Señor Rodríguez-Vigil, el pasado domingo 28 de octubre fuimos compañeros virtuales ocupando las páginas 76 y 77 de este periódico y quiero hacerle unas cuantas preguntas, aunque ya sé de antemano que no tendrán respuesta.
Voy a recordar sus palabras: «Todo el mundo sabe que las guardias médicas están hinchadas históricamente. En un momento dado dejaron de tener sentido funcional y se convirtieron en un elemento retributivo normalizado. Hay muchas guardias de presencia física innecesarias que sólo obedecen a razones retributivas». Señor Rodríguez-Vigil, ¿cómo se atreve?:
1. ¿Si usted siempre creyó que eran innecesarias por qué no las eliminó cuando fue consejero de Sanidad y presidente del Gobierno autonómico? ¿Entonces no importaba despilfarrar nuestro dinero?

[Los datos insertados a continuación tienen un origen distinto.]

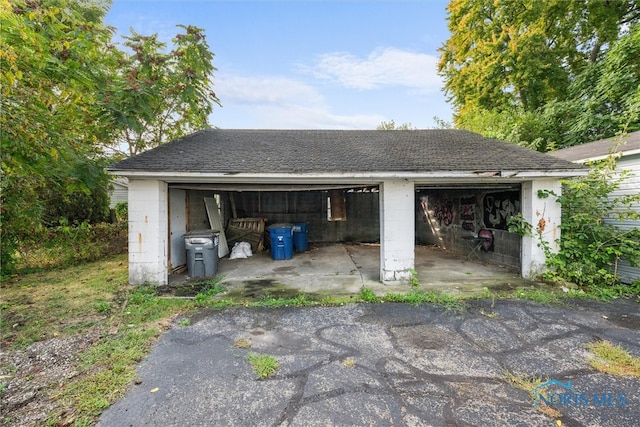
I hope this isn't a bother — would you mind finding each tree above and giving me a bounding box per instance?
[101,26,220,156]
[376,119,416,130]
[438,0,640,151]
[509,145,640,295]
[0,0,218,275]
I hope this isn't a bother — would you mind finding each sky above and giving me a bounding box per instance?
[106,0,452,129]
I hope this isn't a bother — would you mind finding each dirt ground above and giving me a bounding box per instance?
[0,332,100,427]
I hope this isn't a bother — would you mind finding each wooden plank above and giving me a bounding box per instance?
[204,197,229,258]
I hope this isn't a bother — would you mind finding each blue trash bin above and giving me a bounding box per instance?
[293,222,309,252]
[269,224,293,261]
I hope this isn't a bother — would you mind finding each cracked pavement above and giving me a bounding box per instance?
[98,300,640,427]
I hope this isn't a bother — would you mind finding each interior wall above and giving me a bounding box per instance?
[416,189,520,268]
[228,191,380,243]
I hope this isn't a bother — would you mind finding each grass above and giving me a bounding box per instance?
[503,370,562,418]
[587,341,640,378]
[0,255,196,426]
[0,255,639,426]
[247,353,280,380]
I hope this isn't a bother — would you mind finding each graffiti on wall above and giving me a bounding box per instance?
[420,197,453,226]
[460,197,476,231]
[483,191,520,230]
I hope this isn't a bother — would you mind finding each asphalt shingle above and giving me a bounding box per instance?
[108,129,581,173]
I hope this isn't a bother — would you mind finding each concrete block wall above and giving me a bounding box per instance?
[415,190,521,268]
[128,180,169,285]
[379,180,415,284]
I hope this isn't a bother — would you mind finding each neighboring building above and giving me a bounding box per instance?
[109,176,129,209]
[552,131,640,283]
[108,129,587,284]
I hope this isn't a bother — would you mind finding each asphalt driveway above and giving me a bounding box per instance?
[99,300,640,427]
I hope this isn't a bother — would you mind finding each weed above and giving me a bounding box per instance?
[194,276,227,306]
[342,357,356,368]
[409,268,420,288]
[360,287,381,302]
[94,300,111,314]
[247,353,280,380]
[382,290,466,313]
[248,294,317,307]
[587,341,640,378]
[233,338,251,348]
[513,288,563,304]
[503,369,562,418]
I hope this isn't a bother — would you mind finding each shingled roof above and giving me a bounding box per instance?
[108,129,582,175]
[551,131,640,163]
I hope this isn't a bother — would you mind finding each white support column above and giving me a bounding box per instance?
[380,181,415,284]
[520,179,562,279]
[128,179,168,285]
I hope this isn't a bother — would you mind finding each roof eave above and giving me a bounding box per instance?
[108,168,588,184]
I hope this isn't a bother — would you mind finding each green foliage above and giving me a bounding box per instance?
[194,276,227,306]
[548,152,640,286]
[376,120,416,130]
[0,0,218,276]
[247,353,280,380]
[14,221,128,270]
[0,0,111,275]
[438,0,640,151]
[105,25,220,156]
[114,202,129,222]
[509,148,640,299]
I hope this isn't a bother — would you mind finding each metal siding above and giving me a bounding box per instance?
[109,183,129,209]
[607,154,640,283]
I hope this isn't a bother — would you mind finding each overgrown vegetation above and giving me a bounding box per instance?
[360,286,466,313]
[247,353,280,380]
[0,255,195,426]
[15,221,128,272]
[503,370,562,425]
[509,149,640,299]
[0,0,219,277]
[438,0,640,151]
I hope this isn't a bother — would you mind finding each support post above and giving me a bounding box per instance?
[521,179,562,280]
[380,180,415,284]
[128,179,169,285]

2. ¿Qué guardias, según su criterio, son innecesarias? Puede que yo no lo haya entendido bien y lo que usted crea es que no deban pagarse.

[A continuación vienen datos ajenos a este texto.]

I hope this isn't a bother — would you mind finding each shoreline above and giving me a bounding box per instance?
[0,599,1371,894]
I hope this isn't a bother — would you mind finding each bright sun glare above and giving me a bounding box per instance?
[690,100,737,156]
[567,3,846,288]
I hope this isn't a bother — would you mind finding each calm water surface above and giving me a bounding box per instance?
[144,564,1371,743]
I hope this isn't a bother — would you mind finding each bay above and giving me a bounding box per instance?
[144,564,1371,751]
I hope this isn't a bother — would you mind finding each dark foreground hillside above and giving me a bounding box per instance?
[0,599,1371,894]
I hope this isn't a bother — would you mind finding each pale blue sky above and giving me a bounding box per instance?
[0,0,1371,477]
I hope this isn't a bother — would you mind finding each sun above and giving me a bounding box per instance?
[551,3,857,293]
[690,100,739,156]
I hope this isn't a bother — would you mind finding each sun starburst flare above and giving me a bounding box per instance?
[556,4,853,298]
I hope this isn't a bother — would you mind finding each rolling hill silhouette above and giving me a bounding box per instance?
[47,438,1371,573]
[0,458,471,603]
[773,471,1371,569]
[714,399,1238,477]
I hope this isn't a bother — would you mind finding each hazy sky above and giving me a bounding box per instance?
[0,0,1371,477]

3. ¿Cómo se puede mantener la Atención Continuada 24 horas al día, 365 días al año, sin guardias? Hay una opción: educar a la población para que enferme o no en función de la jornada ordinaria de los médicos y si un paciente sufre una apendicitis, un infarto, un ictus... durante la noche los médicos de urgencias le digamos: «mala suerte, a esta hora no hay cirujano, cardiólogo, neurólogo… (porque curiosamente las patologías urgentes-emergentes no entienden de horarios y tienen el mal gusto de ocurrir cualquier día y a cualquier hora del día o de la noche).
4. Probablemente usted se permita el lujo de decir semejante bobada porque el día en que usted sufra una urgencia, Dios no lo quiera, sabe que, por ser vos quien sois, tendrá un nutrido grupo de expertos a cualquier hora del día o de la noche aunque no estén de guardia e incluyendo a toda la plana mayor del hospital, para preocuparse por su salud.
También nos regaló otra «joyita»: «Como consecuencia de la brutal depresión que sufrimos, en Asturias casi todo el mundo está en situación de perder respecto a su estatus anterior». Y lo dice usted, copartícipe indiscutible en la etiología de esa depresión. ¿Cómo se atreve? O no recuerda que gracias a su excepcional gestión fuimos el «hazmerreír» de toda España? Y también le pregunto: ¿los diputados y senadores autonómicos también van a perder su estatus?
Ruego encarecidamente a los políticos en activo o no, consejeros, ex consejeros, presidentes, ex presidentes midan sus palabras o me veré obligada a solicitar ser incluida en plantilla del periódico para replicar tantas absurdeces.